Favell comenzó a hablar, con tono indiferente, como quien no da importancia alguna a lo que está diciendo, pero aún estaba pálido. No nos miraba. Tenía la vista fija sobre su cigarrillo, al cual daba vueltas entre los dedos.

—Eso del cáncer…, ¿es contagioso?

Nadie le contestó, y el coronel se encogió de hombros.

—Yo no tenía la más remota idea —continuó Favell hablando a trompicones—. No se lo dijo a nadie; ni siquiera o Danny. ¡Es terrible! ¡Quién lo hubiera pensado de Rebeca! ¿Quieren ustedes beber algo? No niego que saber esto me ha causado una impresión tremenda. ¡Cáncer! ¡Qué barbaridad! —se apoyó contra el coche y miró haciendo pantalla con la mano—. ¿No hay nadie que le diga a ese tío del organillo que se calle? ¡No soporto ese escándalo!

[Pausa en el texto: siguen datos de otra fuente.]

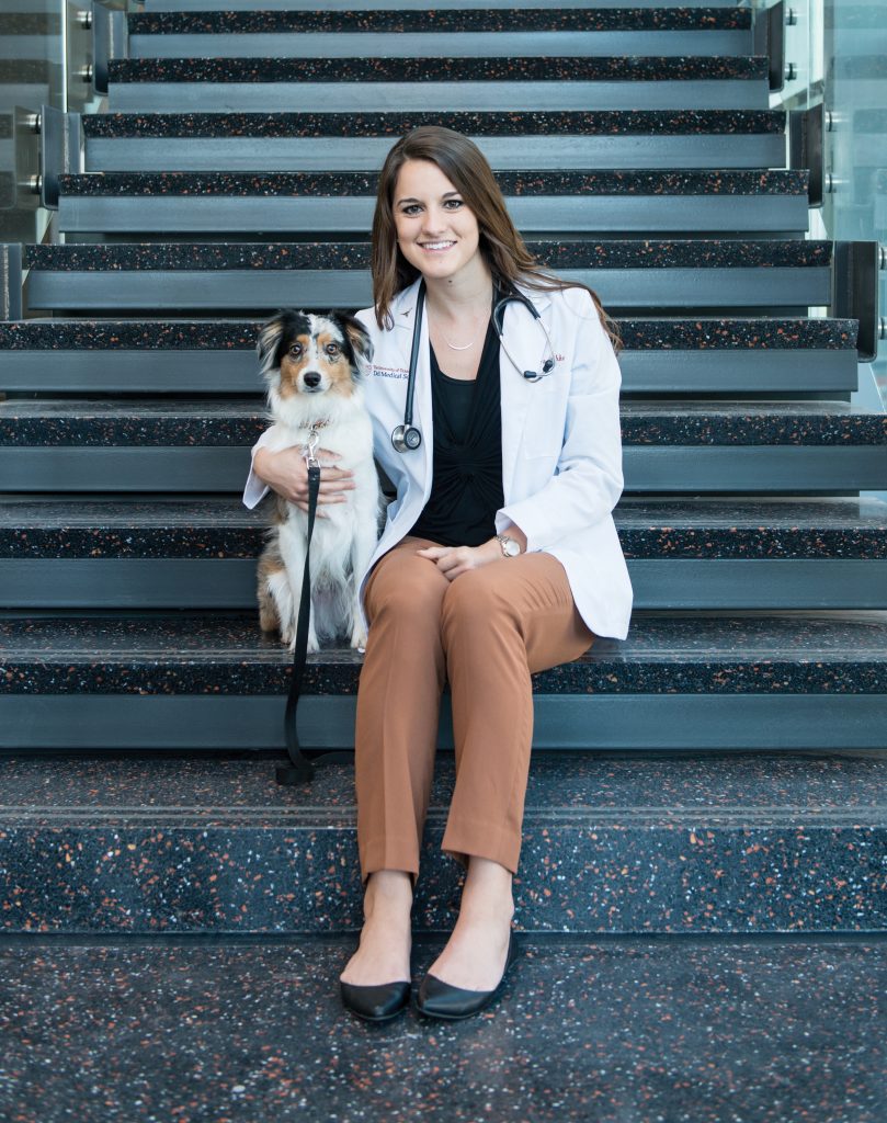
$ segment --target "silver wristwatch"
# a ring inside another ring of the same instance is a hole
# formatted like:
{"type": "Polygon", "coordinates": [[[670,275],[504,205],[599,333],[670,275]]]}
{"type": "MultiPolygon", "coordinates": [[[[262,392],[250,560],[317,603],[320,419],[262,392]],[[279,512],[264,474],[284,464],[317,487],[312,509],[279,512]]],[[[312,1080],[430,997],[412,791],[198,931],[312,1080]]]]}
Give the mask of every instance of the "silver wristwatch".
{"type": "Polygon", "coordinates": [[[520,545],[507,535],[496,535],[496,541],[502,547],[503,558],[515,558],[521,553],[520,545]]]}

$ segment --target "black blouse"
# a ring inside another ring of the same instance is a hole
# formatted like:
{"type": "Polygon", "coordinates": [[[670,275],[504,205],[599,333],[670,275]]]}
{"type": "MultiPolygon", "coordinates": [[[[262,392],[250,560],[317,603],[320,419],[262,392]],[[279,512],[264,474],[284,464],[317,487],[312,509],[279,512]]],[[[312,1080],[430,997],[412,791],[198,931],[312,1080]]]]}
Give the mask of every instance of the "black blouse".
{"type": "MultiPolygon", "coordinates": [[[[430,345],[429,345],[430,347],[430,345]]],[[[499,337],[486,329],[477,377],[451,378],[431,358],[431,494],[411,535],[441,546],[481,546],[503,506],[499,337]]]]}

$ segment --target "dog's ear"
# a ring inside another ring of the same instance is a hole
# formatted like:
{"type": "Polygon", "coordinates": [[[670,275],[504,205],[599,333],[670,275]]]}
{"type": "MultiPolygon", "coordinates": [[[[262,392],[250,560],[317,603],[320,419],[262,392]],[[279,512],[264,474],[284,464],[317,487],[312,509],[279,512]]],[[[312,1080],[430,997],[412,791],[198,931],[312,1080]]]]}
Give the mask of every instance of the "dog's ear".
{"type": "Polygon", "coordinates": [[[367,367],[373,362],[373,340],[363,323],[354,316],[345,312],[337,312],[337,319],[342,326],[348,343],[354,351],[355,366],[360,375],[365,375],[367,367]]]}
{"type": "Polygon", "coordinates": [[[256,354],[258,355],[259,374],[263,378],[267,380],[268,375],[276,366],[274,360],[277,353],[277,344],[281,341],[281,336],[283,335],[285,321],[286,313],[277,312],[275,317],[268,320],[267,323],[263,323],[259,328],[256,354]]]}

—Me parece más sencillo que seamos nosotros los que nos vayamos. ¿Podrás conducir o quieres que el coronel lleve el coche? —le dijo Maxim.

—Esperad un minuto a que me reponga. Tú no comprendes lo que esto me ha impresionado. ¡Es terrible! ¡Es abominable!

—¡Vamos! ¡Haga un esfuerzo, hombre! —dijo el coronel—. Si quiere tomar algo, vuelva a la casa y pídalo al médico. Seguramente tendrá algo para los nervios. Pero no nos dé el espectáculo en mitad de la calle.

—¡Claro! Ahora todos ustedes están encantados —dijo Favell, mirando fijamente a Maxim y a Julyan—. Ya se acabaron las preocupaciones. Maxim ya está a salvo. Ya han encontrado el motivo del suicidio, y Baker les mandará las pruebas libres de gastos en cuanto se las pidan. Ahora, el señor coronel podrá cenar en Manderley todas las semanas, orgullosísimo de sus amigos. Probablemente, Maxim le pedirá que sea padrino del primer niño.

—¿Quiere usted que nos vayamos? —preguntó, disgustado, el coronel a Maxim—. Por el camino podemos decidir lo que vamos a hacer.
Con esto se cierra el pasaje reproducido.